Jerome Dubois and Rylan Hamilton were two executives at Kiva Systems, a robotics company that Amazon bought for $775 million in 2012. (Kiva was founded in 2003 by Mick Mountz.) Within a couple of years of that deal, Amazon took the Kiva robots off the market, rebranded the division as Amazon Robotics, and wielded a big competitive advantage over other logistics businesses and retailers.
Now, they've got a new start-up called 6 River Systems that's bringing Amazon-grade technology to the broader warehouse and fulfillment industry.
E-commerce is expected to grow 12 percent this year in the U.S., and the demand for delivery is growing with it. To help warehouse workers carry their loads, 6 River Systems built a robot called Chuck.
The Chuck is essentially a self-driving cart that leads workers around a facility to the items that they need to pull off of shelves to fulfill a given order. It can also help workers quickly restock items that have been returned.

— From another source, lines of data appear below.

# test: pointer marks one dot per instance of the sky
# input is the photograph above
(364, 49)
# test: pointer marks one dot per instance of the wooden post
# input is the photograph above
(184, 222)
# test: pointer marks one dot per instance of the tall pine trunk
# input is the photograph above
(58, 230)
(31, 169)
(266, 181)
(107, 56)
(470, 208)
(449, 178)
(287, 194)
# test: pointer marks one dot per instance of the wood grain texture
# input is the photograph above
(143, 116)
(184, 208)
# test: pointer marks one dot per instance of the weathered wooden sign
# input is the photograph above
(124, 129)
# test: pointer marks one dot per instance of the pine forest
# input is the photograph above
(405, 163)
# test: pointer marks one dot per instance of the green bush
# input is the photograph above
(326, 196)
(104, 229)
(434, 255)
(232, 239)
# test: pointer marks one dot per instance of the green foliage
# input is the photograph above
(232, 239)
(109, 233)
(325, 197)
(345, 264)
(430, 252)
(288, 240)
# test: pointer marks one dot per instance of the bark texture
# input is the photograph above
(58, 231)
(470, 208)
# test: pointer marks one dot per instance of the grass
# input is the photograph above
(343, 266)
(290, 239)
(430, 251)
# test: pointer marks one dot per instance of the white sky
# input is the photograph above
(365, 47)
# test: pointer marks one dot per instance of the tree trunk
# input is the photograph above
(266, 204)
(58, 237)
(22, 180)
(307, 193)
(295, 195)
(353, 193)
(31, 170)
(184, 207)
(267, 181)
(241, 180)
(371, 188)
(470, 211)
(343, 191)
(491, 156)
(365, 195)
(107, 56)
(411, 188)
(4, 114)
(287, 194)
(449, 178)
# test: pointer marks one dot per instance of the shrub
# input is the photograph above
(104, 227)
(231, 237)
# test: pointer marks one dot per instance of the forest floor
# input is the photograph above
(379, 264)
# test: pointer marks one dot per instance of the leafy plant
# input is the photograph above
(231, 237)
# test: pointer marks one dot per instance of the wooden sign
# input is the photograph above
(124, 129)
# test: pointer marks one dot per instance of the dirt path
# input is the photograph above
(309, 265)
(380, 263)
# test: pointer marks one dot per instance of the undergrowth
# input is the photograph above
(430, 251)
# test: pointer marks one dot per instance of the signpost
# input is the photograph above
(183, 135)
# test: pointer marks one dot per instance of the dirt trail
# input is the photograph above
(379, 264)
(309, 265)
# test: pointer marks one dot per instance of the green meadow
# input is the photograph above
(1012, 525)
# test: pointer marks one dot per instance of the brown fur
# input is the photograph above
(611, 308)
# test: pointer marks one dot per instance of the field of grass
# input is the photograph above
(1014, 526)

A screen on the Chuck shows users information about their own productivity during a shift, alerting them if they're close to achieving a personal best, for example. The idea is to motivate them to work as safely and efficiently as possible.
That's a good thing because the industry is actually facing a labor shortage in the U.S. Just 943,000 people worked in warehousing and storage in the U.S. last year, according to data from the Department of Labor. And they helped to pick and pack $394.8 billion worth of goods sold online, representing about 12 percent of total U.S. retail sales, according to Internet Retailer research.